As gradients are multiplied together backward through many layers, they can become extremely small — effectively zero. Deep networks with sigmoid activations were particularly prone to this because sigmoid’s derivative is at most 0.25, so multiplying 10 of them gives at most 0.25^10 ≈ 10^-6.

Solutions:

  • ReLU activations — derivative is 1 (not < 1) when active, so gradients don’t shrink with depth
  • Batch normalization — normalizes activations at each layer, preventing extreme values
  • Residual connections (ResNets) — add skip connections that provide gradient highways bypassing many layers

Exploding gradients

The opposite problem — gradients grow exponentially large, causing unstable training.

Solutions:

  • Gradient clipping — cap the gradient norm at a maximum value
  • Lower learning rate
  • Careful weight initialization (Xavier, He initialization)

Learning rate sensitivity

The learning rate is the most important hyperparameter. Too high: training diverges. Too low: training is impossibly slow or gets stuck in poor local minima.

Solutions:

  • Learning rate schedules — start high, decay over training
  • Adaptive optimizers — Adam, AdaGrad automatically tune per-parameter learning rates
  • Learning rate warmup — start very low, increase gradually (important for large transformers)

The loss landscape

Backprop optimizes a loss surface that is high-dimensional and non-convex. For a model with 100 million parameters, the loss is a function in 100 million dimensions.

Good news: empirical evidence shows that large networks rarely get stuck in bad local minima.
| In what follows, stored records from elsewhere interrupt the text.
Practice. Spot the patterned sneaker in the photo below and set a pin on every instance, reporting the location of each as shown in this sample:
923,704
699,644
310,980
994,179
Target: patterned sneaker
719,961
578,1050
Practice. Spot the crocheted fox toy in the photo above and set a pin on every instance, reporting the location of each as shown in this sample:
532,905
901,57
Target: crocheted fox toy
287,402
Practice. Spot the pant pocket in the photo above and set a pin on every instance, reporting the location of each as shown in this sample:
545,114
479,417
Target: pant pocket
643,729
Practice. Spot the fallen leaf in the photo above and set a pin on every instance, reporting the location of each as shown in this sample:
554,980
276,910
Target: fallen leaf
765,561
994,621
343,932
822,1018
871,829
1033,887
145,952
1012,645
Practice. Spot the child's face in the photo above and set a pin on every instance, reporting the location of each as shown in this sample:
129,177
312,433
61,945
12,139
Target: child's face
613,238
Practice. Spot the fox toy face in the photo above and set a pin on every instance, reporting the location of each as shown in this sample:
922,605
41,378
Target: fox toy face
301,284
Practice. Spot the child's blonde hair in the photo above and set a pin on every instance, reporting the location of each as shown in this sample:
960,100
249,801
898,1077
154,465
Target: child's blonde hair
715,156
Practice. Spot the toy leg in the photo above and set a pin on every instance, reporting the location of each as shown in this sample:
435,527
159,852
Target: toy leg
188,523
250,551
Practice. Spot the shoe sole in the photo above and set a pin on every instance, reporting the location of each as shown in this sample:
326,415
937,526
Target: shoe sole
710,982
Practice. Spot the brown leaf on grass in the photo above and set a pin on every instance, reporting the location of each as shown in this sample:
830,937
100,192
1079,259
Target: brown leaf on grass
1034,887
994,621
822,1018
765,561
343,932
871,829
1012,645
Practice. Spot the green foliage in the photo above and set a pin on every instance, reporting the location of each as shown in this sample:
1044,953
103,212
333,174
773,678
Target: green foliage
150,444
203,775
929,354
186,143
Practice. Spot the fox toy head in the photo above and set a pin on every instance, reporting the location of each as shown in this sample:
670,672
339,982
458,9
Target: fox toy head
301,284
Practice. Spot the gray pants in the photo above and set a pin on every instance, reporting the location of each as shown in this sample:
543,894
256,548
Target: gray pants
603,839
The saddle points are more common than local minima, and stochastic gradient descent tends to escape saddle points. In practice, neural networks optimize surprisingly well despite the theoretical complexity.


What backprop can and cannot tell you

Backprop is a computational method for efficiently computing gradients. It tells you what direction to move the weights. It does not tell you:

  • How to choose the learning rate
  • Whether you’ve reached a good solution
  • Whether the model is overfitting
  • What the model has “learned” semantically

These remain the hard problems of training neural networks — and they require judgment, experimentation, and good evaluation practices that go beyond the mechanics of backprop itself.


Summary

  1. Forward pass: Compute predictions and intermediate activations, storing them all
  2. Loss: Measure how wrong the prediction is with a loss function
  3. Backward pass: Apply the chain rule backward through the network, computing ∂L/∂W for every weight in one efficient pass
  4. Update: Subtract (learning rate × gradient) from each weight
  5. Repeat: Across millions of training examples

This loop, run billions of times across massive datasets, is how neural networks learn to do remarkable things. Modern frameworks automate step 3 via automatic differentiation, so you write the forward pass and get the backward pass for free.

Understand this loop and you understand the foundation of essentially all of modern deep learning.